Number of people living with HIV who know their status

How to use this indicator

This indicator aligns with the first of the United Nations’ 95-95-95 targets. By 2030, UN has established the revised target that 95% of people living with HIV know their HIV status. It is essential for people living with HIV to be aware of their HIV status so that they can protect themselves and others and access treatment. This indicator is connected to HIV testing because access to testing services is a mechanism by which people living with HIV become aware of their status, receive verified diagnosis, and are linked to appropriate care and treatment services. (See the HIV testing indicator here.) Around 30 percent of people living with HIV are unaware of their serostatus. Testing is essential to ensure these people receive counselling and are linked to appropriate HIV and other clinical support services. Laboratory services must also be coordinated to ensure delivery of correct results. Knowing one’s HIV status affects uptake of and compliance with antiretroviral therapies. Community interventions that involve HIV counseling and testing that are integrated into HIV-prevention packages have been shown to increase knowledge of HIV status. This indicator allows community-based programs to understand the epidemic in their communities and locate people living with HIV to provide with, or refer to, care and social services. 

Numerator

Number of adults and children living with HIV who know their HIV status

Unit of measure

Number

Calculation

Sum results across reporting period

Method of measurement

At the community level, this indicator can be determined by asking beneficiaries if they know their HIV serostatus. Similar to the structure of a population-based survey, the eligible people in the household are asked whether they have been tested for HIV and (if they respond, yes) the results of their last test. The indicator would be based on the number who responded that they had been diagnosed with HIV when asked during the reporting period.

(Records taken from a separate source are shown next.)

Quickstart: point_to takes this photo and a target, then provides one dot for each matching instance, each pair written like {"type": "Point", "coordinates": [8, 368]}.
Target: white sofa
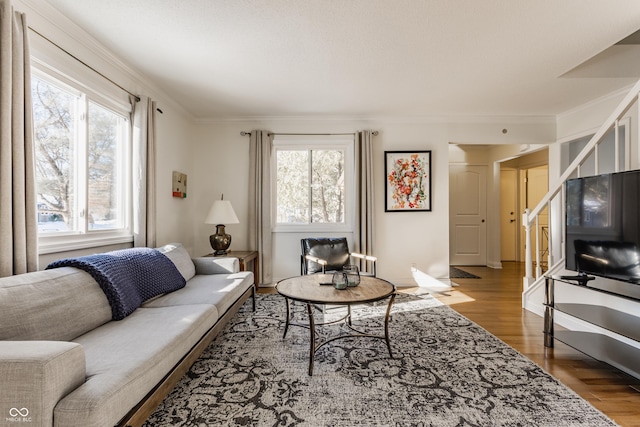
{"type": "Point", "coordinates": [65, 362]}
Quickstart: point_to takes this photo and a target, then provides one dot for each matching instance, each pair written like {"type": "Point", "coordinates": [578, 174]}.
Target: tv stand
{"type": "Point", "coordinates": [600, 346]}
{"type": "Point", "coordinates": [581, 278]}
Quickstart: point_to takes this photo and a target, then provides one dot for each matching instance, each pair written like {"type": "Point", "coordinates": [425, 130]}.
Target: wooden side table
{"type": "Point", "coordinates": [244, 258]}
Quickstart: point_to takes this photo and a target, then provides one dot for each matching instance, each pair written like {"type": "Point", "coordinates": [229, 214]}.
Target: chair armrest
{"type": "Point", "coordinates": [36, 375]}
{"type": "Point", "coordinates": [213, 265]}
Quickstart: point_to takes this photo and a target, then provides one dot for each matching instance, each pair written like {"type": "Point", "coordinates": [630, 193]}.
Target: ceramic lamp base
{"type": "Point", "coordinates": [220, 241]}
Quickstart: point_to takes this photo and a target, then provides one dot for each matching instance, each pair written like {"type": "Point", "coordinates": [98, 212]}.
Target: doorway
{"type": "Point", "coordinates": [524, 181]}
{"type": "Point", "coordinates": [467, 215]}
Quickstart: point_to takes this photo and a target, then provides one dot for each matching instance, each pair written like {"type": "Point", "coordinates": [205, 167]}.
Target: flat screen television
{"type": "Point", "coordinates": [603, 226]}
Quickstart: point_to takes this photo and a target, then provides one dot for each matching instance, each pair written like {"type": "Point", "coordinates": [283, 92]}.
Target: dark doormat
{"type": "Point", "coordinates": [456, 273]}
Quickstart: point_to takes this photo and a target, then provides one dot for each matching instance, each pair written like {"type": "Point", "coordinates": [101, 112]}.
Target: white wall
{"type": "Point", "coordinates": [402, 238]}
{"type": "Point", "coordinates": [215, 158]}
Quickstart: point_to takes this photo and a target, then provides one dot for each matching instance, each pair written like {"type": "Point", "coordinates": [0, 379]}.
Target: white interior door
{"type": "Point", "coordinates": [509, 215]}
{"type": "Point", "coordinates": [468, 212]}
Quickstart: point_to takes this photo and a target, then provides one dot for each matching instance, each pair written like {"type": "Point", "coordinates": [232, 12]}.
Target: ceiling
{"type": "Point", "coordinates": [370, 58]}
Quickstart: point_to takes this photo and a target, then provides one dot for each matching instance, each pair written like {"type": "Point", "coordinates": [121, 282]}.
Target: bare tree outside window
{"type": "Point", "coordinates": [53, 113]}
{"type": "Point", "coordinates": [310, 186]}
{"type": "Point", "coordinates": [79, 161]}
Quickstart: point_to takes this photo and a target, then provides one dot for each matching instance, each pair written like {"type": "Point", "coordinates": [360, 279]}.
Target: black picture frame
{"type": "Point", "coordinates": [407, 181]}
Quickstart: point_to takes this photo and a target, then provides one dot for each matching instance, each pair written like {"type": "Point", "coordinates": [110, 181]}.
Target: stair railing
{"type": "Point", "coordinates": [531, 218]}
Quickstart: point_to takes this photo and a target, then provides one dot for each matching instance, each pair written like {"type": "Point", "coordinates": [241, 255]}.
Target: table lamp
{"type": "Point", "coordinates": [221, 213]}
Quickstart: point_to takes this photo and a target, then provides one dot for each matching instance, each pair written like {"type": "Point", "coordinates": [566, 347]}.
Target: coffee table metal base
{"type": "Point", "coordinates": [314, 347]}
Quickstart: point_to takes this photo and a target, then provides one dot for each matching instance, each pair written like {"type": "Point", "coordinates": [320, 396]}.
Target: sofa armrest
{"type": "Point", "coordinates": [35, 376]}
{"type": "Point", "coordinates": [212, 265]}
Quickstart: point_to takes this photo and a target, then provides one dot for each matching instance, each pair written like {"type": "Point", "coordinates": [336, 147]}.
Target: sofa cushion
{"type": "Point", "coordinates": [58, 305]}
{"type": "Point", "coordinates": [126, 359]}
{"type": "Point", "coordinates": [213, 265]}
{"type": "Point", "coordinates": [221, 290]}
{"type": "Point", "coordinates": [180, 257]}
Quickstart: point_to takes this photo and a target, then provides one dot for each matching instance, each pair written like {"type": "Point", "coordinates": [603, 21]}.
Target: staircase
{"type": "Point", "coordinates": [553, 204]}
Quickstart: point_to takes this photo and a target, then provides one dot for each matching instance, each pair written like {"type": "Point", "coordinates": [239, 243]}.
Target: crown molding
{"type": "Point", "coordinates": [620, 93]}
{"type": "Point", "coordinates": [429, 119]}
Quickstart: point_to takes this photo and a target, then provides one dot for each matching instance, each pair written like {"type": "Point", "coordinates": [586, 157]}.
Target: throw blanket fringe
{"type": "Point", "coordinates": [128, 277]}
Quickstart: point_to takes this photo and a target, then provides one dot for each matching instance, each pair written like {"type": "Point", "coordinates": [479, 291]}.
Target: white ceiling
{"type": "Point", "coordinates": [368, 58]}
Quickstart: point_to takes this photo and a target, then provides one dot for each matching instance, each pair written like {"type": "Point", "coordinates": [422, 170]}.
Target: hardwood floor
{"type": "Point", "coordinates": [494, 302]}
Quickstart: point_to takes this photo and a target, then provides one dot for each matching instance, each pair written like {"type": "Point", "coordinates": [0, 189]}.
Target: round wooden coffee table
{"type": "Point", "coordinates": [316, 289]}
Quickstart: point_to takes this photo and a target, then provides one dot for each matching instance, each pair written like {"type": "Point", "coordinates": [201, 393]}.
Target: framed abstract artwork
{"type": "Point", "coordinates": [408, 181]}
{"type": "Point", "coordinates": [179, 185]}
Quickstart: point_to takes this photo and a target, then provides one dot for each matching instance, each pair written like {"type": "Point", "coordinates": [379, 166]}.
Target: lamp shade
{"type": "Point", "coordinates": [221, 212]}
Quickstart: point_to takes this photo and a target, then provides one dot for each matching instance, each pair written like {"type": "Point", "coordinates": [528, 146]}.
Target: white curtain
{"type": "Point", "coordinates": [143, 120]}
{"type": "Point", "coordinates": [18, 214]}
{"type": "Point", "coordinates": [260, 202]}
{"type": "Point", "coordinates": [364, 241]}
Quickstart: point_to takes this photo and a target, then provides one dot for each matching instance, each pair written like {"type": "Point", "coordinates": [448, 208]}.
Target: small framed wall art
{"type": "Point", "coordinates": [408, 181]}
{"type": "Point", "coordinates": [179, 185]}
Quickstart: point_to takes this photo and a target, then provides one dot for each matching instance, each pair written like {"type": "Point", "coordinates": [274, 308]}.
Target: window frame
{"type": "Point", "coordinates": [113, 101]}
{"type": "Point", "coordinates": [314, 143]}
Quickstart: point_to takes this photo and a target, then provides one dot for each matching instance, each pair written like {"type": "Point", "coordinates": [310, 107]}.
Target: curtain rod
{"type": "Point", "coordinates": [244, 133]}
{"type": "Point", "coordinates": [85, 64]}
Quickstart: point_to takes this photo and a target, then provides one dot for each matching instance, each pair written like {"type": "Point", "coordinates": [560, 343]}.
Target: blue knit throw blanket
{"type": "Point", "coordinates": [128, 277]}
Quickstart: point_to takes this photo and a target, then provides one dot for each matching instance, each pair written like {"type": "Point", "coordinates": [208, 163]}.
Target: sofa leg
{"type": "Point", "coordinates": [253, 297]}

People who have never been tested for HIV can be presumed not to know their HIV status. This indicator should reveal the number of people living with HIV who have ever been tested and received their results. This indicator should not be confused with HIV diagnosis, because people may have self-tested HIV-positive.

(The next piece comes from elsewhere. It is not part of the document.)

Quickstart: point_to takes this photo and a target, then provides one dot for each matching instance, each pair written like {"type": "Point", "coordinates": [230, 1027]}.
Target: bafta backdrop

Although questions related to HIV status are typically asked of people of reproductive age (15–49), community workers should abide by national disclosure guidelines when discussing HIV status directly with children below the age of 15. If children are younger than nine years old and HIV-positive, caregivers rarely inform them of their own HIV serostatus. Disclosure of a child’s HIV status to the child has been shown to lead to positive health outcomes for the child, such as better treatment adherence and slower disease progression. It is recommended that all adolescents be made aware of their status and that this policy be considered for school-age children as well. Community workers should engage with care when discussing HIV status with those under the age of 18 and should refer to the caregiver for information in private if the child is unaware. It is important to prepare and counsel caregivers for the emotional impact of disclosure.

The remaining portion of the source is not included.